Grilling Tips - Hot & Fast vs Low & Slow
Grill Tip from Pitmaster Ryan
In today's BBQ there have been many debates about the difference between Hot & Fast vs Low & Slow cooking methods. Let’s break it down and talk about the pros and cons.
Hot & Fast Cooking Method
Hot & Fast refers to the technique of taking what traditionally would be a low & slow style cook and running at higher temps to complete the recipe. This method definitely has its benefits, in the fact your physical time spent during the cook is much shorter; however, the protein typically does not take on as much of the smoke adding to less flavor.
A great example of this would be running a full packer Brisket at 350°F vs 225-250°F. The brisket will cook faster, allowing for more predictability in time, but it will definitely not soak up as much smoke flavor. This results in not as much depth of flavor to the meat. You may run into issues with rendering the internal fat properly, as well, not allowing the muscle tissues and fibers to break down over time. This will possibly result in a tough cut of meat due to not as much moisture retention.
The big key in the hot & fast method is the rest. The rest is crucial to ensuring as much moisture retention as possible. Do not slice into the protein until it has had ample time to come backdown in temp to approximately 140°F. This applies to all large cuts of meat.
Low & Slow Cooking Method
Low & Slow is the traditional BBQ method used by most pit-masters and backyard BBQ hero’s today. It maximizes flavor development and allows the meat to maintain the maximum amount of moisture over a long period of time.
Low & Slow methodology does take time, so unless you can set aside at least 13-18 hrs of your day, don’t utilize this method. The process of slowly raising the internal temp of the meat over time, helps to properly render fat and break down muscle tissue to maximize texture and flavor.

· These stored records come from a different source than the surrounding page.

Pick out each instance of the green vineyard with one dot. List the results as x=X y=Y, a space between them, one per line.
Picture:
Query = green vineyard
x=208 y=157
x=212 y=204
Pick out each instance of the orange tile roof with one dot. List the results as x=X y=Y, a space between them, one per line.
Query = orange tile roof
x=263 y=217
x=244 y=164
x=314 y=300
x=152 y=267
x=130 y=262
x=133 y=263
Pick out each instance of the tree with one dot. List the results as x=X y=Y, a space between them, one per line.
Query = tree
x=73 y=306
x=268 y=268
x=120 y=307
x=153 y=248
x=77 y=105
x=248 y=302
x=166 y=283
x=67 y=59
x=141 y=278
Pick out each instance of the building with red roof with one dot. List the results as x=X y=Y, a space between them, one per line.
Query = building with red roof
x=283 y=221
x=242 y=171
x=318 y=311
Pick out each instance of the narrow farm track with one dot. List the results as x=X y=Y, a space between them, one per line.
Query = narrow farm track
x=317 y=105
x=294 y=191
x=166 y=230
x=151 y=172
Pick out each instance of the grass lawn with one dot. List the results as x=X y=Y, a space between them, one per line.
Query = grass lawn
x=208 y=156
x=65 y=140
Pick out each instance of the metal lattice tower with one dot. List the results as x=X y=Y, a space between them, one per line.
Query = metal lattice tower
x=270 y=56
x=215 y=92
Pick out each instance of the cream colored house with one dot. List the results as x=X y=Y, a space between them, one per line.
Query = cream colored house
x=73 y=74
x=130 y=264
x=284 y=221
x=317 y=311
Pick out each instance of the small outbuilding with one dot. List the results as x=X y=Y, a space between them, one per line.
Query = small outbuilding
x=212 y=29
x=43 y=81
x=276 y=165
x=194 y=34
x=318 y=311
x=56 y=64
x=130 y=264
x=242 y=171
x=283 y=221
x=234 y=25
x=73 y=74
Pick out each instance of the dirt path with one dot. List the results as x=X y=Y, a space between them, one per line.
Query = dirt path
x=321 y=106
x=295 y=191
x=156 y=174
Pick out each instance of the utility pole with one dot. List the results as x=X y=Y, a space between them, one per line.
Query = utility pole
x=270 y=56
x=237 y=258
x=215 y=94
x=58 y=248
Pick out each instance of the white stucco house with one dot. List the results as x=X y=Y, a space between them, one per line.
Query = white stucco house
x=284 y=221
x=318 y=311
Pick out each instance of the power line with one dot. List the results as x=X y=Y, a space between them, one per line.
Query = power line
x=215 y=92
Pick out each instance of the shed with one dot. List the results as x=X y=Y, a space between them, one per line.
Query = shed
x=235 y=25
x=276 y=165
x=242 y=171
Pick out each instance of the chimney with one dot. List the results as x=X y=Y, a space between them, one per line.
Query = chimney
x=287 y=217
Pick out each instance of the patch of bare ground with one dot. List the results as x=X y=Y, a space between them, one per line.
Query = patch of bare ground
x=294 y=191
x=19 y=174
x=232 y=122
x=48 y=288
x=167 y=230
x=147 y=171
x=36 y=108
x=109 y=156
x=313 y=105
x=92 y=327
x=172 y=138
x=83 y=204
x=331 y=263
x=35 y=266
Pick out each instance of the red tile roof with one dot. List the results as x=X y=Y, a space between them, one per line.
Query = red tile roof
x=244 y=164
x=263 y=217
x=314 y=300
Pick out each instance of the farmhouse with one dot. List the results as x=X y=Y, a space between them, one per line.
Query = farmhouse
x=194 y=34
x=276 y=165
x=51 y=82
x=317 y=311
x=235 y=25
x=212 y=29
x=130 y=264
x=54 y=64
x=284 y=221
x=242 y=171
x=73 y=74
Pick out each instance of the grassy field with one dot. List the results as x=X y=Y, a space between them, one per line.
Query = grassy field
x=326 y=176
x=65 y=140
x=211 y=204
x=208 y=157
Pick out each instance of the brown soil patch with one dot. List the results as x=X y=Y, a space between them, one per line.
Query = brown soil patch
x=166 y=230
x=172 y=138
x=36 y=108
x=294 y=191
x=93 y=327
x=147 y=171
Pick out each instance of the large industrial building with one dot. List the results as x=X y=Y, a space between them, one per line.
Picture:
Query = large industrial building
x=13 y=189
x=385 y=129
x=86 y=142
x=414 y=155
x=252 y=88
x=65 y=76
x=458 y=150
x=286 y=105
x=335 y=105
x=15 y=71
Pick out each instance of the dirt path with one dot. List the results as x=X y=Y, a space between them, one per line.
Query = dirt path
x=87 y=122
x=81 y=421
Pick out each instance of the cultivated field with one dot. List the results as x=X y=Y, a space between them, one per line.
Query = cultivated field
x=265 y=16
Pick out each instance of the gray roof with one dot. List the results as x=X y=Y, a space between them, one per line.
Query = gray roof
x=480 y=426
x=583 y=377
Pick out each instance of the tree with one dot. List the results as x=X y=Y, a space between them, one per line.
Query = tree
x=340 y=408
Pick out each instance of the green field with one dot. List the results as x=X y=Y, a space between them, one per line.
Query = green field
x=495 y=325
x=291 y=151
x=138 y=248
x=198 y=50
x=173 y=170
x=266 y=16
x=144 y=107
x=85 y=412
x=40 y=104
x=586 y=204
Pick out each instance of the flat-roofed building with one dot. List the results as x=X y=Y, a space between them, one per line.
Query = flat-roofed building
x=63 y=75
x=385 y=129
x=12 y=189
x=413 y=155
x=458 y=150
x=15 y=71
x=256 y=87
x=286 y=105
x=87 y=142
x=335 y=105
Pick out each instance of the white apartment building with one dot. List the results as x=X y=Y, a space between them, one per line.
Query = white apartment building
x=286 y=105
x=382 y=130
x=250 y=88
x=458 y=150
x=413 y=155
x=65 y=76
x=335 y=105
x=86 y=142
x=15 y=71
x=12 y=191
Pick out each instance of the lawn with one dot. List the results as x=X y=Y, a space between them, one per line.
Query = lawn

Rushing this process will moves into the realm of hot & fast, thus the possibility of a tough cut.
Make sure you properly wrap and rest your large cuts of meat to ensure the most moisture retention. Do not slice into the protein until the internal temp comes back down around 140°F.
I will always recommend the low & slow method over hot & fast, as it has produced the best results for me.
If you don’t have the time, hot & fast can be utilized, just take into account a few things to help you be successful.
- Get a high quality cut. Prime would be recommended to ensure high fat marbling.
- Run your grill or smoker between 325-350°F.
- Remove the protein from the grill or smoker once it is probe tender and allow it to sit out at room temp to stop the cooking process is a must, typically 15-20 minutes.
- While still in the wrap or disposable roasting pan, place into a cooler and let the temp slowly come down to the magic 140-145°F internal temp before slicing.
- The rest is probable the most important factor to consider in both methods, ensuring a nice juice slice in each cut.